Lynch Douglas W, Verma Rashmi, Larson Eric, Geis Michael C, Jassim Ali D
Department of Pathology, Sanford School of Medicine of the University of South Dakota, Sioux Falls, SD 57106, USA.
J Cutan Pathol. 2012 Apr;39(4):449-53. doi: 10.1111/j.1600-0560.2011.01832.x. Epub 2011 Nov 29.
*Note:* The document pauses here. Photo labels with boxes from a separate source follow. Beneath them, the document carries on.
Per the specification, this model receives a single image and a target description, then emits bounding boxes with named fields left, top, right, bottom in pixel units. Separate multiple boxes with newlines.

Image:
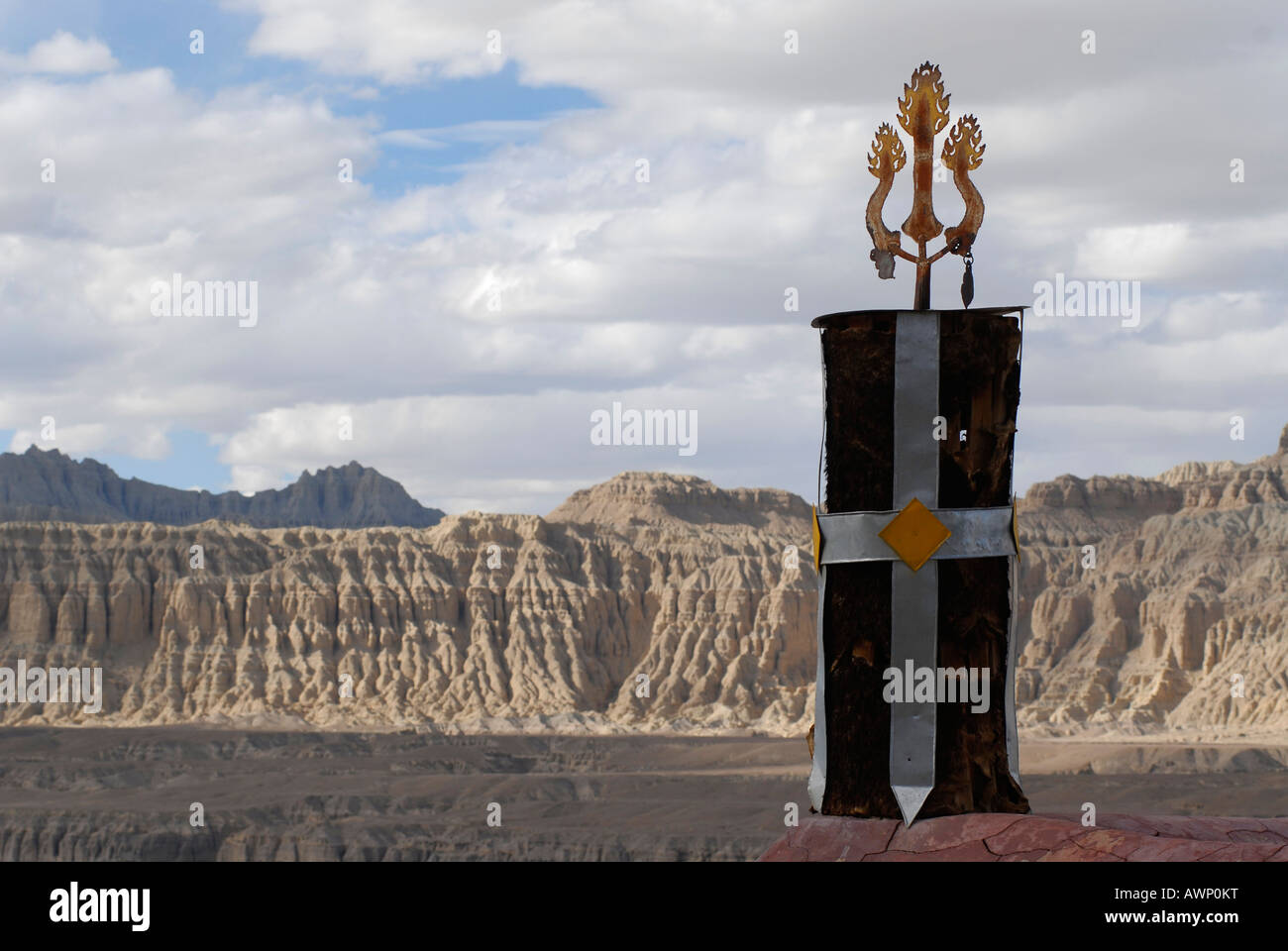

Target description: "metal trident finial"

left=867, top=61, right=984, bottom=310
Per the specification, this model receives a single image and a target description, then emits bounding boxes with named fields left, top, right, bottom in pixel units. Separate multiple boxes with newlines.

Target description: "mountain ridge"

left=0, top=433, right=1288, bottom=741
left=0, top=446, right=445, bottom=528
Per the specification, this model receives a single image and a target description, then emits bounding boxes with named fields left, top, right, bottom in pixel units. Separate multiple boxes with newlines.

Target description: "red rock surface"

left=760, top=813, right=1288, bottom=862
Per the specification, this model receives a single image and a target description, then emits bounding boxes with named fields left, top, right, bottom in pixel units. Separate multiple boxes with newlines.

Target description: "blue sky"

left=0, top=0, right=600, bottom=492
left=0, top=0, right=1288, bottom=513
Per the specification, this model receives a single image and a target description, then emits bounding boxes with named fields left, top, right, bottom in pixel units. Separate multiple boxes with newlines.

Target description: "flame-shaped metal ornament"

left=867, top=61, right=984, bottom=310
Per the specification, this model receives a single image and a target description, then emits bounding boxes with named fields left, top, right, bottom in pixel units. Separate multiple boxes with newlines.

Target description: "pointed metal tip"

left=890, top=786, right=934, bottom=827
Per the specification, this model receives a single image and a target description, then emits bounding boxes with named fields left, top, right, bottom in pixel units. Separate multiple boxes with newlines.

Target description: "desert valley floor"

left=0, top=727, right=1288, bottom=861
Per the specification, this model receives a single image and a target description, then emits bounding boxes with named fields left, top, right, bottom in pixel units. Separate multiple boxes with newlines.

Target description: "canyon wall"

left=0, top=430, right=1288, bottom=738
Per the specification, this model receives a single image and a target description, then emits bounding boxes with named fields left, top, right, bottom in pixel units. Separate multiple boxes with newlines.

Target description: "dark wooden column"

left=814, top=309, right=1029, bottom=818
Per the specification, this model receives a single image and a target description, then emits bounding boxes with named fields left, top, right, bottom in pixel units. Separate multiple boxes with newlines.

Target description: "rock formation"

left=0, top=473, right=816, bottom=732
left=0, top=446, right=443, bottom=528
left=0, top=432, right=1288, bottom=740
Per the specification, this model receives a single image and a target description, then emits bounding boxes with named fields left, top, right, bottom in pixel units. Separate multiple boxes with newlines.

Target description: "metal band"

We describe a case of blastic primary cutaneous mantle cell lymphoma (MCL) in an 83-year-old male with a complex medical history. The patient presented to his primary care physician with a nodular erythematous skin eruption on his thighs. Histopathologic examination showed a diffuse lymphoid infiltrate of intermediate to large cells that involved the dermis and subcutis but spared the epidermis. Immunohistochemical staining showed expression of CD20, CD5 and cyclin-D1. The lymphoma cells were negative for CD10 and CD23. Fluorescence in situ hybridization (FISH) analysis revealed a characteristic translocation [t(11;14)(q13;q32)], which is diagnostic of MCL. Cutaneous involvement by MCL is typically secondary because of widespread disease, and primary cutaneous MCL can only be diagnosed in the absence of extracutaneous involvement. Primary cutaneous MCL is extremely rare and requires proper clinical staging. In this case, clinical staging revealed no evidence of bone marrow or peripheral blood involvement, and positron emission tomography (PET) scan revealed weak, abnormal uptake only in a few cervical lymph nodes. Because of the lack of disseminated involvement, we favor the lesion to be a primary cutaneous MCL.
我们描述了一例83岁男性的母细胞性原发性皮肤套细胞淋巴瘤(MCL),该患者有复杂的病史。患者因大腿出现结节性红斑皮疹就诊于其初级保健医生处。组织病理学检查显示真皮和皮下组织有弥漫性中等至大细胞的淋巴细胞浸润,但表皮未受累。免疫组化染色显示CD20、CD5和细胞周期蛋白D1表达。淋巴瘤细胞CD10和CD23呈阴性。荧光原位杂交(FISH)分析显示特征性易位[t(11;14)(q13;q32)],这是MCL的诊断依据。MCL的皮肤受累通常是继发于广泛疾病,原发性皮肤MCL仅在无皮肤外受累时才能诊断。原发性皮肤MCL极其罕见,需要进行适当的临床分期。在本病例中,临床分期显示无骨髓或外周血受累证据,正电子发射断层扫描(PET)显示仅少数颈部淋巴结有微弱的异常摄取。由于缺乏播散性受累,我们倾向于该病变为原发性皮肤MCL。